Genosavior / Via Twitter: @genosavior

Because the pool of artists to draw from is still small, fashwave fans on the alt-right regularly listen to and share garden-variety synthwave, which — like Pepe the Frog and the word “cuckold” — they’ve taken to rebranding as their own. A recurring feature on the Daily Stormer, called “Fashwave Fridays,” typically includes several YouTube embeds from synthwave artists like Power Glove and Perturbator (who have no known associations with white nationalism) alongside a Tumblr-like feed of recontextualized photos and GIFs depicting ‘80s fashion and technology. Since July, the white nationalist online radio station Black Sun Radio has played a seamless mix of both normal synthwave and bona fide fashwave every Friday and Saturday night.

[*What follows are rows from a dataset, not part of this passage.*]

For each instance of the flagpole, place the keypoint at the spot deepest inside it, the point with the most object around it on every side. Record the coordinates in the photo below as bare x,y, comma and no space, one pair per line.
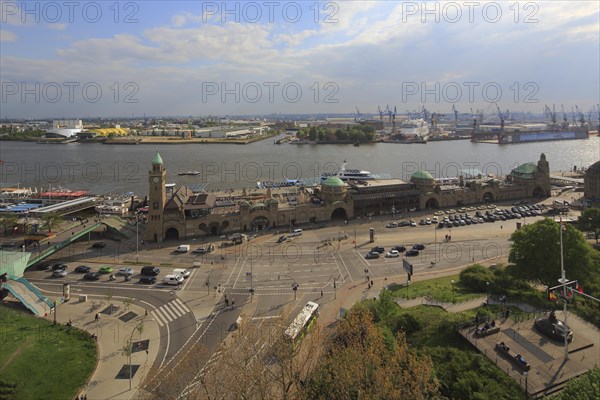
564,282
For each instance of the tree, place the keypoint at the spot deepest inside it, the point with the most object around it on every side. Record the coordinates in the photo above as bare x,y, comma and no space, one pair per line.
536,253
51,221
589,221
585,387
9,222
360,364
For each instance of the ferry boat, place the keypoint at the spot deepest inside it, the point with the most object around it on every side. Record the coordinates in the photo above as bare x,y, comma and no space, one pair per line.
415,130
191,173
349,174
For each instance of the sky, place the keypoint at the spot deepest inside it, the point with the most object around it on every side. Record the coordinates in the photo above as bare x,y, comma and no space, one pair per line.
177,58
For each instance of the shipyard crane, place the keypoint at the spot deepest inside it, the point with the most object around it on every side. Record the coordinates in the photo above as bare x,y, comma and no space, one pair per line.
581,116
455,111
502,117
565,120
551,113
357,117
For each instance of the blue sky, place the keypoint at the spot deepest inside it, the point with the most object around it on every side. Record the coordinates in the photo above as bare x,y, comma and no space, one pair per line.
194,58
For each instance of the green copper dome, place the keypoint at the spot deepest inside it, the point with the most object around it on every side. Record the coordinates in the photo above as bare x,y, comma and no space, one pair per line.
157,159
421,176
333,181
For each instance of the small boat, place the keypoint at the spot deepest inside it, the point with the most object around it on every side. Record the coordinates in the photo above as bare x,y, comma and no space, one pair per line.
192,173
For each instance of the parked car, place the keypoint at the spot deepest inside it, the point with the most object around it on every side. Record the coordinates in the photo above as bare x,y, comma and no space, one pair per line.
58,266
92,276
182,271
147,279
173,279
149,270
282,239
59,273
125,271
392,253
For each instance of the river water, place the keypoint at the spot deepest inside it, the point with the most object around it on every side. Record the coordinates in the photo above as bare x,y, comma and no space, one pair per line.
124,168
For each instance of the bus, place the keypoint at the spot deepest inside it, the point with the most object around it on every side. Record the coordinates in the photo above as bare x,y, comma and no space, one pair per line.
302,322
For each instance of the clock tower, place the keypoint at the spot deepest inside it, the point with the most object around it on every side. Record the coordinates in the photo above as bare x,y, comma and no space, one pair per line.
157,198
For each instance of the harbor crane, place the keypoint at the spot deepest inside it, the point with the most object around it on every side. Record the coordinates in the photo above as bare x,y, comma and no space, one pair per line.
581,116
551,113
502,116
565,119
455,111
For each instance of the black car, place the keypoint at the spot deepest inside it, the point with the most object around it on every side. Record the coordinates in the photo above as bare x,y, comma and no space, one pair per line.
44,266
147,279
92,276
57,266
83,269
281,239
151,271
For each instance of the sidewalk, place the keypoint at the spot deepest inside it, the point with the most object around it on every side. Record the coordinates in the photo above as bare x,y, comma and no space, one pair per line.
113,335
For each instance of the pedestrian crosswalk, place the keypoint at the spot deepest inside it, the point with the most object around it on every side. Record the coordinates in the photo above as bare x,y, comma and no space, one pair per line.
170,312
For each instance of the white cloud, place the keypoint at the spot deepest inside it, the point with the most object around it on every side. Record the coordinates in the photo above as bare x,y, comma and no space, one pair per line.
7,36
58,27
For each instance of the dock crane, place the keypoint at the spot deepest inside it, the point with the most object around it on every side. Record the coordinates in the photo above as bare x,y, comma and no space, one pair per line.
581,116
565,120
455,111
502,117
551,113
357,117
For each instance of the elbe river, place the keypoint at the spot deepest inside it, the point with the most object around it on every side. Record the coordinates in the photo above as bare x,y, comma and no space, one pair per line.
124,168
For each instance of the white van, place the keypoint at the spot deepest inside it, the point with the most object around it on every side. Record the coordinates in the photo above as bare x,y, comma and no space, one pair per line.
173,279
184,248
181,271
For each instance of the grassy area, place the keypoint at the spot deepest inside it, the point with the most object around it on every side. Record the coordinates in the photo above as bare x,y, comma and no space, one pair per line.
44,361
440,289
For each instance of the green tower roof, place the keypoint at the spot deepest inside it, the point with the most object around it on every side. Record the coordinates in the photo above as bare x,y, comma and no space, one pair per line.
157,159
421,176
333,181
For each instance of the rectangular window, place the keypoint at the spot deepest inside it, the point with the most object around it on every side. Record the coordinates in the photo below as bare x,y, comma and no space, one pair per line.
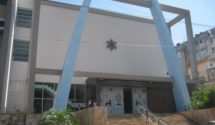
44,94
21,51
24,18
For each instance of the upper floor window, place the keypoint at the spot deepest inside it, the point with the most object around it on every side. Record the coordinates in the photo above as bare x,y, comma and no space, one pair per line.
24,18
21,51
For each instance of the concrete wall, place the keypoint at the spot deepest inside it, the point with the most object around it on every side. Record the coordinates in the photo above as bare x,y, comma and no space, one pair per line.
138,48
202,67
17,93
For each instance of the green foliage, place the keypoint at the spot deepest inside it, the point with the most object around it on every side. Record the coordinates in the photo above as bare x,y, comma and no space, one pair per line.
52,117
203,98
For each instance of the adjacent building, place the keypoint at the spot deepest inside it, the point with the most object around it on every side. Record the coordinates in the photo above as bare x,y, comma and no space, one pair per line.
204,44
120,62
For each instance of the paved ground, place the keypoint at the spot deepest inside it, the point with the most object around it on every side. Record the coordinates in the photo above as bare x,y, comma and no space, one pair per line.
126,120
177,119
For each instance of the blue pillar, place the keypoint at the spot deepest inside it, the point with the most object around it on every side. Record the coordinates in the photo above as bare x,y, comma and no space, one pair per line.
64,85
174,67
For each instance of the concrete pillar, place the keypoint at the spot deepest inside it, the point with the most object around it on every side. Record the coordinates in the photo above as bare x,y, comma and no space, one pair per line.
64,85
8,40
174,67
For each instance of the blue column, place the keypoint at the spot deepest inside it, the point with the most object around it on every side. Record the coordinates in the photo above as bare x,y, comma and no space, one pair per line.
64,85
174,67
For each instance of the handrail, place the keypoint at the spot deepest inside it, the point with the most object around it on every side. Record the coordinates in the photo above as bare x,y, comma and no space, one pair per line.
150,117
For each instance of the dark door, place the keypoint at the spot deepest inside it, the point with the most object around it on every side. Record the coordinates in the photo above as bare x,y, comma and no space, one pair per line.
127,100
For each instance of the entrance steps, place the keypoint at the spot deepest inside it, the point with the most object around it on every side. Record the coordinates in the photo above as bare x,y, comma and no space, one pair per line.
126,119
177,119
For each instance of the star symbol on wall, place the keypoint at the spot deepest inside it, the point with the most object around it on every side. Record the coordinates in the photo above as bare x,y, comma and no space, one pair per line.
111,44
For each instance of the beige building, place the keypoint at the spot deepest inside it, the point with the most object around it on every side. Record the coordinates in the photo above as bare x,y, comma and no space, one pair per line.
205,50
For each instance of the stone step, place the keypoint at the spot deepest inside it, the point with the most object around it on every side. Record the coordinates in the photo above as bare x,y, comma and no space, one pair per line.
126,119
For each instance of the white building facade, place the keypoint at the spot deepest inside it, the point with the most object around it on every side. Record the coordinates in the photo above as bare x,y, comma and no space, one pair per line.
120,61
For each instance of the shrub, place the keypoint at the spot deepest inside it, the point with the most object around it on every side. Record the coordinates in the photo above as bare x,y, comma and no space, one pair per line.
203,98
52,117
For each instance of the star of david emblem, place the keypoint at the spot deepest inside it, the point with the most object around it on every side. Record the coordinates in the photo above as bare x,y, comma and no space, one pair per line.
111,44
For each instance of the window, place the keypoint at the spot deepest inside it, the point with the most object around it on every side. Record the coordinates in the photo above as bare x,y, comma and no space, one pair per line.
43,96
24,18
20,51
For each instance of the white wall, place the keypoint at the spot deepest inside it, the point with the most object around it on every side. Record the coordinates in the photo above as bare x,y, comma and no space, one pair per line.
27,4
138,48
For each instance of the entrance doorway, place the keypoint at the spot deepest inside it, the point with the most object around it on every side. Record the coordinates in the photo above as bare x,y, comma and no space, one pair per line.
127,100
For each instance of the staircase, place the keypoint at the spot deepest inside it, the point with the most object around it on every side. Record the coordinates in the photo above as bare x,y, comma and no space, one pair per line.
127,119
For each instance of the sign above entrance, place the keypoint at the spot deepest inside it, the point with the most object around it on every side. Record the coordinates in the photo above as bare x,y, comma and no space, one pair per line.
111,44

Unsurprisingly, not all in the synthwave community are happy with the association. New Retro Wave, a record label and YouTube channel with more than 300,000 followers, has no apparent ties to the alt-right or white nationalists and yet is one of the most regularly featured accounts on Fashwave Fridays, appearing often under the fashwave hashtag on Twitter. In an interview with BuzzFeed News, the founder of New Retro Wave, a 28-year-old who gave his name as Ten S., said he found it “very worrying” when he “noticed guys posting things on our videos about ‘fash’ this and ‘fash’ that.”

As a response, he’s planning to post more videos that represent a diverse range of cultures, making them harder to misappropriate. “We as people should strive to move forward, love, and work together,” he said. “We do not approve of bigotry or hate.”